Kontinuität, die man hört

Zum zehnjährigen Bestehen von elole

Ein echter Nachteil meines Umzugs von Dresden nach Stuttgart ist, dass es nun nicht mehr so leicht ist, ein elole-Konzert zu hören. In den vergangenen Jahren habe ich viele ihrer Programme erlebt und war immer wieder glücklich, solche Musiker in meiner Umgebung zu wissen. Die Kontinuität und Intensität der inzwischen zehnjährigen gemeinsamen Arbeit des Trios sind als besondere musikalische Qualität in den Aufführungen unmittelbar hörbar. Als Zuhörer kam ich sogar einige Male in die paradoxe Situation, dass mich ein Stück als solches nicht überzeugte, seine Aufführung mich aber dennoch fesselte.

Neben der außerordentlichen interpretatorischen Leistung von elole ist aber auch die vielfältige und stimmige Gestaltung der Konzertprojekte bemerkenswert: Zum einen finden sich neben etablierteren Komponisten wie Bernd Alois Zimmermann, Morton Feldman oder Jörg Herchet viele weniger bekannte Namen, sodass es oft Neues zu entdecken gibt; zum anderen liegt jedem Programm eine besondere Idee zu Grunde, die die Auswahl und Reihenfolge der Stücke sowie den Aufführungsraum bestimmt und darüber hinaus meist noch eine zusätzliche, für das jeweilige Projekt einmalige Ergänzung bietet.
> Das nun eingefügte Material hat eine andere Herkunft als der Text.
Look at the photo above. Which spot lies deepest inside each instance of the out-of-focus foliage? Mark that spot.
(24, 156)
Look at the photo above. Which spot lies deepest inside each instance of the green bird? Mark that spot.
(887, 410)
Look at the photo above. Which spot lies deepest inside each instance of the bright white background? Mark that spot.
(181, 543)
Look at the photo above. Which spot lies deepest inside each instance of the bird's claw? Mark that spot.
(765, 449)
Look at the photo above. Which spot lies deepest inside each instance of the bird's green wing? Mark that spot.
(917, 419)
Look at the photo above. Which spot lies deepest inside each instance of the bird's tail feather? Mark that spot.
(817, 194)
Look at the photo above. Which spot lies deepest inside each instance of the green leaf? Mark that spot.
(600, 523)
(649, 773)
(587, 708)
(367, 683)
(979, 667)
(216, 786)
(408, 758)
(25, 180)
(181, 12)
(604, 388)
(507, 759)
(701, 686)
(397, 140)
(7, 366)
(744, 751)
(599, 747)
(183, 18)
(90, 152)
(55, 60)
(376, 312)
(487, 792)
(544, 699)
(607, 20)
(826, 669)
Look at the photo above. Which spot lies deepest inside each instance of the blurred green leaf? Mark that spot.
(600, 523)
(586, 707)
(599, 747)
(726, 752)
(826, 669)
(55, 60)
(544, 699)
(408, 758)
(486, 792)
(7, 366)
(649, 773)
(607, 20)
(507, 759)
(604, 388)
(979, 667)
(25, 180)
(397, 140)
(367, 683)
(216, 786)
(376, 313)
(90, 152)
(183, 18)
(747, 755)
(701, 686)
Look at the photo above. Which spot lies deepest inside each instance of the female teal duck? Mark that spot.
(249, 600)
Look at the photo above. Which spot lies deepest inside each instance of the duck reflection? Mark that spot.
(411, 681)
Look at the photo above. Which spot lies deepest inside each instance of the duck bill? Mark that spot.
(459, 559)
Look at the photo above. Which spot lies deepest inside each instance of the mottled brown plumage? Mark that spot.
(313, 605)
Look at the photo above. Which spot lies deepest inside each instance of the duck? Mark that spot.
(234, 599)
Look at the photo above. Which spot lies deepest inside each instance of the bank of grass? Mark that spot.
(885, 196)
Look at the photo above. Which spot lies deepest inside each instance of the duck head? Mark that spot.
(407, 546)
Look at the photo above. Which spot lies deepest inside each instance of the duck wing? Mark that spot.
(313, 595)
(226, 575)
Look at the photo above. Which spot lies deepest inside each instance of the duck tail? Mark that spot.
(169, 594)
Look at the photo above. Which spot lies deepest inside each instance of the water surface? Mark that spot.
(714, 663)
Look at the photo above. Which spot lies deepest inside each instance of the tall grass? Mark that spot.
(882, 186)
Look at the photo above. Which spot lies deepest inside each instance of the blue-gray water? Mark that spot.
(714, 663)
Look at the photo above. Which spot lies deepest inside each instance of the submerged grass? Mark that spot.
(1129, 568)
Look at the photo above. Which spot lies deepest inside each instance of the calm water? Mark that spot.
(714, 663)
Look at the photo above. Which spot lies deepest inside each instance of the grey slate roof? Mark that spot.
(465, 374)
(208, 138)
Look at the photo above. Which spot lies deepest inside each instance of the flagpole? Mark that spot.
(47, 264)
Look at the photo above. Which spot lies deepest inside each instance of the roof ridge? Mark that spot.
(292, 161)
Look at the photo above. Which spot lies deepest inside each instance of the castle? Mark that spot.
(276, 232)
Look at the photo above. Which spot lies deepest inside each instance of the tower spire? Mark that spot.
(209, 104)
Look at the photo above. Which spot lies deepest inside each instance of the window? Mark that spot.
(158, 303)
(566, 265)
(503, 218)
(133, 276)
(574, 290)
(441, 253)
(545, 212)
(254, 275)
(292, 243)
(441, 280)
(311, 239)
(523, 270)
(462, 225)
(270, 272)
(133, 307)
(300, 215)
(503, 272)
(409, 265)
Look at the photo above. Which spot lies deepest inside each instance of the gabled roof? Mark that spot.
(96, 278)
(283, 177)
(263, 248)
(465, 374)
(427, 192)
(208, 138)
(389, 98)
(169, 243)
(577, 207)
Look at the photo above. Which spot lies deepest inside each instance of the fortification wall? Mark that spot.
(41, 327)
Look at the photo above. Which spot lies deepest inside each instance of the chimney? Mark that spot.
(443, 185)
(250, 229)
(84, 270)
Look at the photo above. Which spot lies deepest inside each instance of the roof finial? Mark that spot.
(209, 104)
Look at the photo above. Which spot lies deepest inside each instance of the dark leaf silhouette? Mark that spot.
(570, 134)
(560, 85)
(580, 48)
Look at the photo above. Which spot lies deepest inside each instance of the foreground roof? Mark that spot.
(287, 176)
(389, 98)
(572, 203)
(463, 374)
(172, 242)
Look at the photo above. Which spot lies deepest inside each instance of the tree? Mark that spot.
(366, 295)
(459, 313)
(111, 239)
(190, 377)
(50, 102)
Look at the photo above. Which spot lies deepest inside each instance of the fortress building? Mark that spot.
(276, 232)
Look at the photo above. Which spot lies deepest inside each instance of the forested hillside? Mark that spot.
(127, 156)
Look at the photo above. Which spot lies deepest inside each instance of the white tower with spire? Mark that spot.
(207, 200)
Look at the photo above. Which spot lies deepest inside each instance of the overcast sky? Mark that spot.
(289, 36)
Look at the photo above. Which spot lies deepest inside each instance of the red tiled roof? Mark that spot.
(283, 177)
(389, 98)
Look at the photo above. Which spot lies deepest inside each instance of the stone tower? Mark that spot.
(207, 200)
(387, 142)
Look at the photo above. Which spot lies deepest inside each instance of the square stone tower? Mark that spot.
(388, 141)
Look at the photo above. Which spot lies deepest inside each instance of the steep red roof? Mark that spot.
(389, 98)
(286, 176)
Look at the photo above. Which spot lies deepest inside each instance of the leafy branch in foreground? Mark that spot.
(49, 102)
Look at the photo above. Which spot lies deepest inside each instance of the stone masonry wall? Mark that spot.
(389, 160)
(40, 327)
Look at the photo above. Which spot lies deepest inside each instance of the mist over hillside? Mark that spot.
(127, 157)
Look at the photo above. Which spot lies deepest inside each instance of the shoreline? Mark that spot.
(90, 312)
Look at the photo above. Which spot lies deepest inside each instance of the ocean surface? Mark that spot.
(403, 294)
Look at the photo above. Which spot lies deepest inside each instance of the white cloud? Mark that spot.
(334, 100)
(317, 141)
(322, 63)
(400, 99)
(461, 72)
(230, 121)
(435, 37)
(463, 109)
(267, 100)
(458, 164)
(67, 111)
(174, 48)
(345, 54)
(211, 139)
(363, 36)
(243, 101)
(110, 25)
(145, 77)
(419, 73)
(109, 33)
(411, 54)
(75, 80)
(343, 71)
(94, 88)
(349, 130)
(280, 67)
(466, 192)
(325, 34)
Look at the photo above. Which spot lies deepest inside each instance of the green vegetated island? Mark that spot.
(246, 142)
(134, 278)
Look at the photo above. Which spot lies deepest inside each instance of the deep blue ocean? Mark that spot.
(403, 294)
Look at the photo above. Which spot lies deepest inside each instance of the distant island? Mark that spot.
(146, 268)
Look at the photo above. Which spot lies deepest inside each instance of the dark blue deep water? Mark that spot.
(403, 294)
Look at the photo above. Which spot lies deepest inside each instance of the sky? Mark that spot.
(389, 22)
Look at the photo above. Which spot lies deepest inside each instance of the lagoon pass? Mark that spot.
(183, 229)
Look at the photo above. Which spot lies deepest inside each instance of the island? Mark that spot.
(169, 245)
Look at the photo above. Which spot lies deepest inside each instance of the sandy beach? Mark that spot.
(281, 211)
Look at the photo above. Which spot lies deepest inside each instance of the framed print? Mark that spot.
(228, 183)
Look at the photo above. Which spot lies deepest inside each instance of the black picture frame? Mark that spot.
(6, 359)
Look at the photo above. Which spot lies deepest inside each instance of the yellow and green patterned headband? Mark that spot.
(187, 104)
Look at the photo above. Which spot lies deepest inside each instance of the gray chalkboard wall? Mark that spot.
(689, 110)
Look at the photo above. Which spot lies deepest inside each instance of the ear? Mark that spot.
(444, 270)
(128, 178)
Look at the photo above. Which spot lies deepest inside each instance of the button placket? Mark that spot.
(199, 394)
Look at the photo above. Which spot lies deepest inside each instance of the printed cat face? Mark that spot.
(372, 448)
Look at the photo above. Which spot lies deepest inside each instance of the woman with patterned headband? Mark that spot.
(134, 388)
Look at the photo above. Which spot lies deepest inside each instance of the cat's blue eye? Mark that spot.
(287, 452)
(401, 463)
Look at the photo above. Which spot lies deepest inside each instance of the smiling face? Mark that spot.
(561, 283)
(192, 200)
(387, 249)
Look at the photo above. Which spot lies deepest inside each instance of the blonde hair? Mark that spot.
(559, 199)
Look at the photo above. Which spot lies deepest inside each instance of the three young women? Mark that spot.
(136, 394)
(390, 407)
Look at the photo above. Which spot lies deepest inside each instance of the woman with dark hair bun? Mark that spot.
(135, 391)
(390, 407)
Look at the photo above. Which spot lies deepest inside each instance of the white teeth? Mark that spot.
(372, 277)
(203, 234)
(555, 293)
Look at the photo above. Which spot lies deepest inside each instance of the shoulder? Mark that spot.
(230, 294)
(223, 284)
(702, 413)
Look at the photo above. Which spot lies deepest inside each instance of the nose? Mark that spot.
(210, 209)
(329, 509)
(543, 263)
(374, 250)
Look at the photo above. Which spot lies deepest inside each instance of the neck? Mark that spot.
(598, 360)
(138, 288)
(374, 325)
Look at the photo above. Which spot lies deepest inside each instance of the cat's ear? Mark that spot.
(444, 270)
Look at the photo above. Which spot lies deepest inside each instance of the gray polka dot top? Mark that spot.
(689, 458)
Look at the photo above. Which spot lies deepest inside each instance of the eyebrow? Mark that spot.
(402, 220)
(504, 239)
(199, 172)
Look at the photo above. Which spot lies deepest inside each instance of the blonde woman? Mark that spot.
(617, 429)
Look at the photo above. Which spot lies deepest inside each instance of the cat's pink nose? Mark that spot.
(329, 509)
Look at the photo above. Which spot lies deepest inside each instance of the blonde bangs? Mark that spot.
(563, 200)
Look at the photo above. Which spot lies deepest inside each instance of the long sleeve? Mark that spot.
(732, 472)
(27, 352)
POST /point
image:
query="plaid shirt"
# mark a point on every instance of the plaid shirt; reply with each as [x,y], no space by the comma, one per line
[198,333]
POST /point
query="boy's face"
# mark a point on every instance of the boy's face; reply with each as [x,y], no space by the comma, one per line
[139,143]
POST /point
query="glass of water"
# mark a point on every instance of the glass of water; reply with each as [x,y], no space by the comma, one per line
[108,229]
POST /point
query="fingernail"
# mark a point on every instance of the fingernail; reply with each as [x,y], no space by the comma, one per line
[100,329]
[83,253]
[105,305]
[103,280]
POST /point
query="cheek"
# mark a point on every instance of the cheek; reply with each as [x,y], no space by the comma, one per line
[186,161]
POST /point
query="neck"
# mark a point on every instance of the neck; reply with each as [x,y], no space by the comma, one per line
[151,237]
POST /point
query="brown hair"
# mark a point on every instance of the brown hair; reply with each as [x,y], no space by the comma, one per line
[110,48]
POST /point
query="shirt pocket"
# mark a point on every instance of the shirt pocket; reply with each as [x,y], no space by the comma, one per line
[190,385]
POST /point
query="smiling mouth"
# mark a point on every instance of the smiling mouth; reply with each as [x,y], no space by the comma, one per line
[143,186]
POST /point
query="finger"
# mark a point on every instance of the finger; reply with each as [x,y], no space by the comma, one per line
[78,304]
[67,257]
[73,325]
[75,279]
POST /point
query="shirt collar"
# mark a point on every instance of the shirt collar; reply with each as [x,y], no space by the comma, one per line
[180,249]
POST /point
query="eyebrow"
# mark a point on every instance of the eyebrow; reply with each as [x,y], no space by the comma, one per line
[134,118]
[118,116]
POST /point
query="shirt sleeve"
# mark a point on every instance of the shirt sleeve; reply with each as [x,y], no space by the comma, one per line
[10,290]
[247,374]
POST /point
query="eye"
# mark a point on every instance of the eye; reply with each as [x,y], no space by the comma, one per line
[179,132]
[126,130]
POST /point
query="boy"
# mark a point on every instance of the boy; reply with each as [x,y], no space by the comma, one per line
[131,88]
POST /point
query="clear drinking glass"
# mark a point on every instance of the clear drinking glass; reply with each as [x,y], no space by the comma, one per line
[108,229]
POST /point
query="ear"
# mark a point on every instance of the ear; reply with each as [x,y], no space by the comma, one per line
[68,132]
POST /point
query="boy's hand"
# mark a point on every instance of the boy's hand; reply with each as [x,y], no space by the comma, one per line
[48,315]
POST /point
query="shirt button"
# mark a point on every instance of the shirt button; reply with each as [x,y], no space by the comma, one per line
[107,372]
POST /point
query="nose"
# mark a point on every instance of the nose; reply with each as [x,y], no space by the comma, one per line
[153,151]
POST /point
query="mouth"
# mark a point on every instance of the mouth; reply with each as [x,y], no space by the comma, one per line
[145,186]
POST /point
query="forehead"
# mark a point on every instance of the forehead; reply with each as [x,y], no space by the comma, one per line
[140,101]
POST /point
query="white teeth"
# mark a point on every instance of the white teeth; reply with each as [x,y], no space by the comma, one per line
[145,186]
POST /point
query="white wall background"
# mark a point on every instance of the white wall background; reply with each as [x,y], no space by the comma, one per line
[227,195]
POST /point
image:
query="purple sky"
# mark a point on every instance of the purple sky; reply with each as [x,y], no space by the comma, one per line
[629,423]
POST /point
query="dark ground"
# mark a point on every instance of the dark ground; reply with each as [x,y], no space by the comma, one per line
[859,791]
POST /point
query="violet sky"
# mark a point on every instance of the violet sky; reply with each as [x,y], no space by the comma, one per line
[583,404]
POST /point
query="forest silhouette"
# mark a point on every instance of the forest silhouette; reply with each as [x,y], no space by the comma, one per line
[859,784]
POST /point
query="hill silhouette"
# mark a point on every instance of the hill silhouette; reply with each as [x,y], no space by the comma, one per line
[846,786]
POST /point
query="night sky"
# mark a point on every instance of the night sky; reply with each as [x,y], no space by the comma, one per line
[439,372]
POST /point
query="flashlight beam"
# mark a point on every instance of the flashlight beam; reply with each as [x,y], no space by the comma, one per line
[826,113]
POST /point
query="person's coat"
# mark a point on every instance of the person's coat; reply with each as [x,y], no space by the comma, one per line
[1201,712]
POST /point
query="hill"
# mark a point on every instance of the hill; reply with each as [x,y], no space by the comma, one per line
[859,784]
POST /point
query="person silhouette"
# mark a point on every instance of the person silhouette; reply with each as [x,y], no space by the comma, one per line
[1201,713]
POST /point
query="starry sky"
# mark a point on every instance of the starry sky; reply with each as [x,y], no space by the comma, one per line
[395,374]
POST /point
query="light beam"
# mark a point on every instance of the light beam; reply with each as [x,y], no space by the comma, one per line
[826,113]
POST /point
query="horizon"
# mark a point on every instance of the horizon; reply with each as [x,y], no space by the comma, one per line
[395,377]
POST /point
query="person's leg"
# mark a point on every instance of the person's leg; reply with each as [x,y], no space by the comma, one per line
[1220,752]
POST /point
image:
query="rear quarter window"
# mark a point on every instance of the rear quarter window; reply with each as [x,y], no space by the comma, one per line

Erwähnt seien hier z. B. die Computerprogramme als Einführung zu Feldmans "Trio", mit denen sich das Publikum vor dem Konzert spielerisch und im besten Sinne ohne weitere Erklärungen mit bestimmten Kompositionsverfahren des Stücks vertraut machen konnte. Ein anderes Konzert, das mir in dieser Hinsicht besonders in Erinnerung geblieben ist, enthielt eine Aufführung von Cages "Variations III" in einer Realisation, bei der das in zwei Gruppen aufgeteilte Publikum zum wesentlichen Mitspieler wurde: Jeder bekam am Eingang eine Publikumspartitur, auf der verzeichnet war, was welche Gruppe wann zum Stück beizutragen hat. Ich erinnere mich, dass mich die Aufführungssituation durchaus irritierte, weil ich vor lauter Beteiligung überhaupt nicht mehr "distanziert" zuhören konnte. Im Nachhinein würde ich diese Aufführung aber als die interessanteste und sozusagen "nachhaltigste" Cage-Aufführung bezeichnen, die ich bis heute erlebt habe.

Über die Jahre hinweg sind viele Stücke eigens für elole entstanden und das Verdienst dieses Ensembles um die Erweiterung des zeitgenössischen Klaviertrio-Repertoires ist beachtlich. Dabei weiß ich aus eigener Erfahrung, wie schön es ist, mit Uta-Maria, Stefan und Matthias zu arbeiten und in ihnen Interpreten zu begegnen, die neben der ganz selbstverständlichen Bewältigung instrumentaler Herausforderungen eine wunderbare Offenheit gegenüber dem neuen Werk und eine seltene Genauigkeit und Konsequenz in der Probenarbeit bieten. Sehr einprägsam war für mich eine eigentlich ganz normale Probe im Oktober 2008 für das Konzertprojekt "Eigenzeit": Auf der einen Seite wurde effektiv geprobt, fragliche Stellen wurden gemeinsam besprochen, verschiedene Varianten ausprobiert, um eine optimale Fassung zu finden; auf der anderen Seite gab es dazwischen völlig entspannte, fast feiertägliche Pausen, in denen Zeit war für den gemeinsamen Gang zum Dorfbäcker, um die "Kranzlänge" für das zweite Frühstück zu besorgen. In solch einer Kombination aus konzentrierter Arbeit und Muße kann Kunst gedeihen!

Liebe Uta-Maria, lieber Stefan und lieber Matthias, ich bewundere das, was ihr in den vergangenen zehn Jahren als Trio mit großem Können und viel Idealismus aufgebaut und erreicht habt, und wünsche euch für die nächsten zehn, zwanzig, dreißig … Jahre, dass die Kreise, die ihr zieht, immer weiter wachsen.